Rome Pasta Favorite: Cacio e Pepe

Will we ever run out of delicious foods to enjoy while in Rome?

The answer: Never!


While there are obvious Roman classics like spaghetti alla carbonara, the humble yet delicious cacio e pepe – a long-time favorite among Romans, is worthy of equal praise. ‘Cacio’ is pecorino in the Roman dialect, and pepe means pepper – thus this classic pasta dish has two main ingredients: pecorino cheese and black pepper. How did such a simple dish become so favored? Well, one theory is that it was an easy meal for shepherds who spent months at a time tending their flocks. A wedge of pecorino and some pepper were easy to transport, don’t spoil and provide a satisfying meal.


Why then, you might ask, does this dish fail to turn up on the menu of our favorite ‘Italian’ restaurants outside Italy?
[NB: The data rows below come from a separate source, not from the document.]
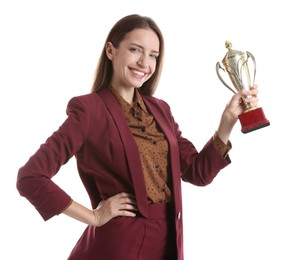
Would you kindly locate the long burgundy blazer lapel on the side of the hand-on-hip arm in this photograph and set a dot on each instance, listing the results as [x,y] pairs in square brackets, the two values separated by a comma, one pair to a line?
[131,149]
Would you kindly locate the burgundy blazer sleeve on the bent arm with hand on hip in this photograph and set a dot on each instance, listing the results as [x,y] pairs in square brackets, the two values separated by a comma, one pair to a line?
[34,178]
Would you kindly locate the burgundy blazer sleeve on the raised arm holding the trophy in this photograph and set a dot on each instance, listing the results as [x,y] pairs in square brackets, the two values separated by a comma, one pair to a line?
[197,167]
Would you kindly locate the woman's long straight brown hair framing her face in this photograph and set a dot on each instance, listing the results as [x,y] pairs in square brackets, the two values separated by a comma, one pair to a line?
[125,25]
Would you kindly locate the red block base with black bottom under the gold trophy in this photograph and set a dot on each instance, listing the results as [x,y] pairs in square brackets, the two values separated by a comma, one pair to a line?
[253,120]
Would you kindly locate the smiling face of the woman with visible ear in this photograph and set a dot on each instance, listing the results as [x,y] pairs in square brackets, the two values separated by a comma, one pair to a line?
[134,61]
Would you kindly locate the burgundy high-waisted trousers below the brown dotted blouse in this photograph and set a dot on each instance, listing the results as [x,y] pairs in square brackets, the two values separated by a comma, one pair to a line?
[126,238]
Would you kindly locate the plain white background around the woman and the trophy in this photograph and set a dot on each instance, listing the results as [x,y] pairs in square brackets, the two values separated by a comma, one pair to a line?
[48,54]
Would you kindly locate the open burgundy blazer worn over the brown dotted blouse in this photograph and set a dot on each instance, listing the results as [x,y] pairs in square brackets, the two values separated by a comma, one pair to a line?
[108,160]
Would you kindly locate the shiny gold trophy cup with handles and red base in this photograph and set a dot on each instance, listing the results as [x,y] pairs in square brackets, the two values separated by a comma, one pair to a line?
[237,65]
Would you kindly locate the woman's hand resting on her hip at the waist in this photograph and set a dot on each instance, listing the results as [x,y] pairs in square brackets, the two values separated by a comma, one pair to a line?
[121,204]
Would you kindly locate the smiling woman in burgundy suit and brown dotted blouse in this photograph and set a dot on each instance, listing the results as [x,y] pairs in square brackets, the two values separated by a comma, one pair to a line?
[130,154]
Well, according to J. Kenji López-alt of Serious Eats, it is because this dish is seen as more of a snack than a true dinner. Clearly we’ve been snacking all wrong.
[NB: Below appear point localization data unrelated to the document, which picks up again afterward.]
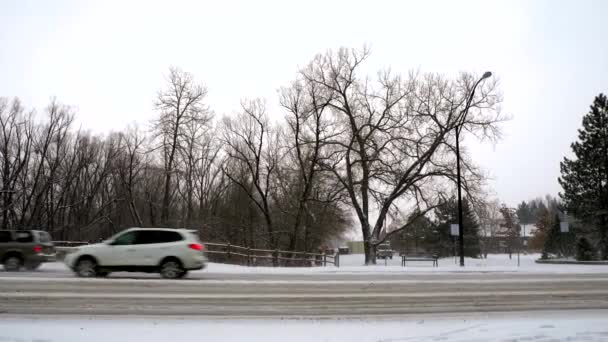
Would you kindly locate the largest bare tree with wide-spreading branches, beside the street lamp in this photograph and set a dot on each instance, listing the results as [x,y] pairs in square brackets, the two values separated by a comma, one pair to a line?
[395,152]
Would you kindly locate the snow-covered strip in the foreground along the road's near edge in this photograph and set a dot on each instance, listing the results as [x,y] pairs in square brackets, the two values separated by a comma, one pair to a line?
[539,327]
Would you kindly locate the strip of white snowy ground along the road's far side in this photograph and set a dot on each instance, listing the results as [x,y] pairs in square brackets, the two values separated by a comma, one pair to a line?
[354,263]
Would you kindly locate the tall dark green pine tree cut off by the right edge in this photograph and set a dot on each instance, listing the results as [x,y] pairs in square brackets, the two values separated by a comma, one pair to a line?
[584,179]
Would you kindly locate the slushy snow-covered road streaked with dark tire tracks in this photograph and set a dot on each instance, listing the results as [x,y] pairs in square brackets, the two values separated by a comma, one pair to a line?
[320,295]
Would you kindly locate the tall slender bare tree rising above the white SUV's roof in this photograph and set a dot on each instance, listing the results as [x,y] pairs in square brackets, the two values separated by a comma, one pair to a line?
[181,104]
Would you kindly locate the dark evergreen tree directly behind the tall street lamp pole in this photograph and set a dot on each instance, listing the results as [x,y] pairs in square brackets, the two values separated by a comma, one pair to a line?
[446,215]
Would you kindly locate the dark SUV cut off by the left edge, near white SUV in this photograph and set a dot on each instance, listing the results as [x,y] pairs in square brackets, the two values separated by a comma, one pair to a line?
[25,248]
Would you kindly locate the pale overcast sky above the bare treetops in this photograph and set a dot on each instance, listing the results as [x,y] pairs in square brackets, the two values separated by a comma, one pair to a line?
[108,58]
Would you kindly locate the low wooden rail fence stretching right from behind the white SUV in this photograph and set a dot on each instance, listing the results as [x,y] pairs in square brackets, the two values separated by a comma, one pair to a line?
[231,254]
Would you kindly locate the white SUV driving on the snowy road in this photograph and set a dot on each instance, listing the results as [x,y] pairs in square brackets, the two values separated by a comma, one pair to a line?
[171,252]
López-Alt continues to explain that caccio e pepe is the Italian equivalent of macaroni and cheese. In other words, it is an easy comfort-food for late nights with friends. Making it correctly requires more skill than one might anticipate. While the recipe for a classic plate of caccio e pepe is simple – pasta tossed with olive oil , butter, pecorino-romano cheese, and black pepper – it is easy to ruin. The trouble is in the cheese: aged, hard cheese like pecorino-romano has a tendency to form clumps if heated too quickly. This will leave you with a bowl of oily noodles mixed with globs of stringy cheese.
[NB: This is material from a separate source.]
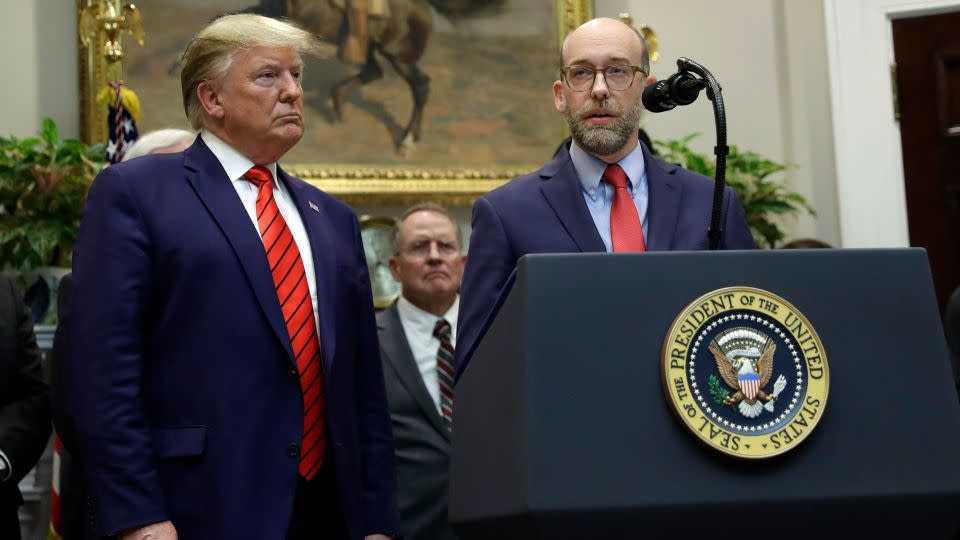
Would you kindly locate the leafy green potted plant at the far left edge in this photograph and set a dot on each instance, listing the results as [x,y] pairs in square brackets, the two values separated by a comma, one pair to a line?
[43,185]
Techniques to avoid this include adding whole milk or extra butter and using a second pot to make the sauce and then tossing in the pasta. These methods will create slight variations in the final flavor of the dish – worth trying a few to see which you prefer.

Some restaurants melt the center of a wheel of cheese and toss the pasta directly in it.

Don’t miss this dish while you are in Rome, and know that you’ll look savvy for ordering a less-famous but classic dish. Choose wisely when pairing a wine with this dish. The intense flavor provided by the black pepper makes it perfect for pairing with one of Italy’s heartier red wines.